いずさや
45 件の小説いずさや
Twitterで140字小説を毎日更新しています。 こんな話が読みたい!というリクエストがあれば出来るだけお応えしてみたいので、コメント等に書いて頂けると嬉しいです。 好きな作家:桜庭一樹、星新一、伊坂幸太郎、滝本竜彦 Twitter: https://mobile.twitter.com/saya_works
砂時計
時間が無い、もう後が無いと思っていた。足がすくんで動けないままでいる私を置き去りして、砂は落ちていく。 足りない、間に合わない。 カタン、と砂時計が倒れて、天地が分からなくなった。ふと悪戯心が働いて、砂の多い方を上にした。 なんだ、こんなことで。 肩が軽くなった。
コップ
コップに溜まる水は、放っておくと腐るから捨てなくちゃならない。だけど滴る水が止まらないときは、受け止める必要があるから、中身を捨てる暇がない。 あとどれだけくらいの水が入るのか、気を配れる人はあまりいない。
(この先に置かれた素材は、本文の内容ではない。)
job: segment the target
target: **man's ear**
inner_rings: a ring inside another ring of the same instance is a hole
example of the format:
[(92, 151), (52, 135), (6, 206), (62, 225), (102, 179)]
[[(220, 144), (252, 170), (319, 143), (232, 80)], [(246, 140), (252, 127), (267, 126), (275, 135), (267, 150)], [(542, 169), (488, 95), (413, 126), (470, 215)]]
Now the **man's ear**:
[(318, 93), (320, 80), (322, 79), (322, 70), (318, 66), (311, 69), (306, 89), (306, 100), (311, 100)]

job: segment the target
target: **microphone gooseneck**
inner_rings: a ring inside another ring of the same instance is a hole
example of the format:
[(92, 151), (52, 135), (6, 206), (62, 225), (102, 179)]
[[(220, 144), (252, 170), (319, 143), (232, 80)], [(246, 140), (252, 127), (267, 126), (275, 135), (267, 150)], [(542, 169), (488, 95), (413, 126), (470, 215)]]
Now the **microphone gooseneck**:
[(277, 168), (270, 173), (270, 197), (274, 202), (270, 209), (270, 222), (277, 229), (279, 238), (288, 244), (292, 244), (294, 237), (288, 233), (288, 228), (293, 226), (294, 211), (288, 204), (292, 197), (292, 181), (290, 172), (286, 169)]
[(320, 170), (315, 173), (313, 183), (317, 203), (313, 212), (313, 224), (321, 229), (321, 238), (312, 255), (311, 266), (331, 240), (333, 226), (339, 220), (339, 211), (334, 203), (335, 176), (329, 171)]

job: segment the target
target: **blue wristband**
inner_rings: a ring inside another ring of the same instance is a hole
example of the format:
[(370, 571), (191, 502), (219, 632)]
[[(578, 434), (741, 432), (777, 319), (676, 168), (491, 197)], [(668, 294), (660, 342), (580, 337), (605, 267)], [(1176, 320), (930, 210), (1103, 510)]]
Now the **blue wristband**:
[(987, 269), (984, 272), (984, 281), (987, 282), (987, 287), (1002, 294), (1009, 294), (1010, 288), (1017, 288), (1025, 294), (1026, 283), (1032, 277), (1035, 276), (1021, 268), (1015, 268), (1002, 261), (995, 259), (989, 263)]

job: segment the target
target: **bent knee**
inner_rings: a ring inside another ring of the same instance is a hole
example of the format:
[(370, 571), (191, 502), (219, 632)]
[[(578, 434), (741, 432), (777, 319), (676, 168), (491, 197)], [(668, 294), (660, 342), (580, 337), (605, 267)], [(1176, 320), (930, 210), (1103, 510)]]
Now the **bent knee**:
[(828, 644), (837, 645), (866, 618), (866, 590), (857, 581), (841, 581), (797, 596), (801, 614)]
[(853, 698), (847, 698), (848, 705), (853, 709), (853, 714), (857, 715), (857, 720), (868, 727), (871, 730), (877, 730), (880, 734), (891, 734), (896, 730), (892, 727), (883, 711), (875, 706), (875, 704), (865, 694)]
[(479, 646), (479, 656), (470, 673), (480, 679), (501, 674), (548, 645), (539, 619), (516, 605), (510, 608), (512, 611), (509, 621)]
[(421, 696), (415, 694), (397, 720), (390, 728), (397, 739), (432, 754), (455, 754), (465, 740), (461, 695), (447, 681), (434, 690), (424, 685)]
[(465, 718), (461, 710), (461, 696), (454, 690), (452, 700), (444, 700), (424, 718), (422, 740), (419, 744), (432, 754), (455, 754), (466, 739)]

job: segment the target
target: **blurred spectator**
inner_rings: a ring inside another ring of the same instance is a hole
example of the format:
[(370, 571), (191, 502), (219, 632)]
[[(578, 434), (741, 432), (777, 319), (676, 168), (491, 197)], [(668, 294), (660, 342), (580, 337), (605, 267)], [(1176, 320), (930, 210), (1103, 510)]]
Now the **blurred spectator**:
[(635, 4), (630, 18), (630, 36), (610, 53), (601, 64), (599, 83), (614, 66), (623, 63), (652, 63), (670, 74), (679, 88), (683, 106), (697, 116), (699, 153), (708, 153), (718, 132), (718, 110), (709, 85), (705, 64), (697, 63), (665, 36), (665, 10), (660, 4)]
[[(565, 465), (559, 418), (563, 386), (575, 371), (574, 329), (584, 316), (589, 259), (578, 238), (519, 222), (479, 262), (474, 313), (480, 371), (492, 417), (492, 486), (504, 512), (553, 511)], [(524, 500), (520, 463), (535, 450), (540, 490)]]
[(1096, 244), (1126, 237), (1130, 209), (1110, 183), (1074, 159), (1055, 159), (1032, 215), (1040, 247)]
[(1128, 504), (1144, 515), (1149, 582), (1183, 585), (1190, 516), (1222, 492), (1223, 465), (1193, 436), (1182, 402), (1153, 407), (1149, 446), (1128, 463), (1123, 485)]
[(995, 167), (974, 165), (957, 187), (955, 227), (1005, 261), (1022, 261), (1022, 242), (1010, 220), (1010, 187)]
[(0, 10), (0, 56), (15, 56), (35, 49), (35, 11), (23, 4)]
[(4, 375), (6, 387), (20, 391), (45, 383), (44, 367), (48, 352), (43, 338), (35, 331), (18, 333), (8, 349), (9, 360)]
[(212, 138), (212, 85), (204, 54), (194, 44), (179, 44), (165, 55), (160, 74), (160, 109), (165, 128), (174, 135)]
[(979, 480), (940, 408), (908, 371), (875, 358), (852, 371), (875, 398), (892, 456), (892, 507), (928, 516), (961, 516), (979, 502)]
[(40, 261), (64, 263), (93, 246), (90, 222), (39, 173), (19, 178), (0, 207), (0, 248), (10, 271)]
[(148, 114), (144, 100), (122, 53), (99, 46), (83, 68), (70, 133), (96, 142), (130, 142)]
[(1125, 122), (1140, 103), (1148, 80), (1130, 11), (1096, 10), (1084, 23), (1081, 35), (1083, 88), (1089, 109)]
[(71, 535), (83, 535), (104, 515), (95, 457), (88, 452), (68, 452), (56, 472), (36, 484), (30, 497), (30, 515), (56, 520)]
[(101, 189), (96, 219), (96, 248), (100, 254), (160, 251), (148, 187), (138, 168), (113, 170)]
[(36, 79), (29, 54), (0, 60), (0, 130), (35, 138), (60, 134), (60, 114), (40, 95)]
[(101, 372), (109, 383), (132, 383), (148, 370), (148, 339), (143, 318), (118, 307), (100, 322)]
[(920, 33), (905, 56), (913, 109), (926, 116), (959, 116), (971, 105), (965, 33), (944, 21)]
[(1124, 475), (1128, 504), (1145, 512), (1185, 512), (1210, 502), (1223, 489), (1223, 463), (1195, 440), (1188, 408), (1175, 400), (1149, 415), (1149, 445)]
いつか溢れてから初めて、もう入る余地が無かったんだってことが分かるんだ。 無限に入るコップなんて無いって、そんな当たり前に気付けない。 中身の腐ったコップや、割れたコップを持て余して、だけど捨てることもできなくて、つぎはぎだらけで歪なまま、溢れそうになる水をなんとか受け止めようとする。 痛々しい努力をしながら、なるべく取りこぼしたくないもの必死集めて、なんとか生きている。 ゴミ捨て場の砕けたコップを見かけて、そんなことを考えた。
好き、嫌い、君への感情
歪んだギターの音が好き。 細く揺れる煙草の煙が好き。 コーヒーメーカーから立ち昇る蒸気の香りが好き。 春の始めの咽せるような風が嫌い。 地下鉄のトンネルに残響するホイッスルが嫌い。 カーボン紙を滑るペンの感触が嫌い。 好きと、嫌いと、君へ感情で日常ができている。
いつか持っていたもの
家族と、友達と、特別な人との記憶。 暗い空に点在する星みたいに輝く大切な瞬間を重ねてゆけば、いつか夜空を描けるようになると、本気で信じていた。 どれも、手の中には残っていない。 過ぎた時間は、今の私の物じゃないのに、辛い時に思い出すのは、いつもそれなんだ。
好きもの全部 嫌いなもの全部
君の好きなもの全部と嫌いなもの全部、私の好きなもの全部と嫌いなもの全部、燃やして空に飛ばしてちゃおうか。 ごみ捨て場を煌々と照らす焚き火の前で、あなたは言った。 それも良いなと思ったけど、それだと、あなたはいなくなって、僕だけが残ってしまうから、やめときますと笑った。
試験
これって何の試験なんだっけ、と夢の中の自分が考える。 夢だって気付いても、焦燥感だけは本物で、気持ちは少しも楽にならない。湿った手のひらの感触も、口の中の渇きも、鮮明に思い出せる。 失敗したくないと強く思う。 結果はどうなったんだっけ。 独りの部屋で目が覚めた。望んでなかった未来の先にも世界は続いていて、何も終わってはくれない。そんな当たり前をいつか受け入れられたら、もう昔の夢を見なくなるだろうか。
個と網
無数に張り巡らされた回線と、基地局の間を飛び交う電波で編み上げられたバーチャルの海には、利害と愛憎と嘘とホント、その他色々が絶え間なく交差する。 そこに放り投げた個人的な郷愁は、多分君には届かないけど、それで構わない。 人は未だに少しも繋がっていないのだ。
憂鬱
いつから一緒にいるのか分からない。 たまに忘れてしまっても、気がつくとピタリと寄り添っている。 気怠い意識で迎える朝や、重い手足を引きずって寝床に潜る夜には殊更近くに感じる。 最も誠実な言葉と、切実な感情を引き出してくれる友人。 君は、そんな存在だ。
フラッシュライト
あ、嫌だなと思うと、頭の中のフラッシュライトが瞬く。 今、受けとめられないな。チカチカ。 でも、大人なので急に逃げ出せない。辛いな苦しいな。 表情が固くなる。こんな時でも冷静なんだね、と言われて、どう答えていいか分からず、そうかな、と言う。 チカチカ、瞬く。
不協の和音
何かを諦めるとき、コードを鳴らし損ねたギターの音が真空管を通る。 きっちり押さえないから、不協な和音が響く。押さえる指が分からないから、テンポについていけない。 居心地の悪さが拡張された音になって流れる。 ああ、これが失敗の感触だと、その度々に思い出す。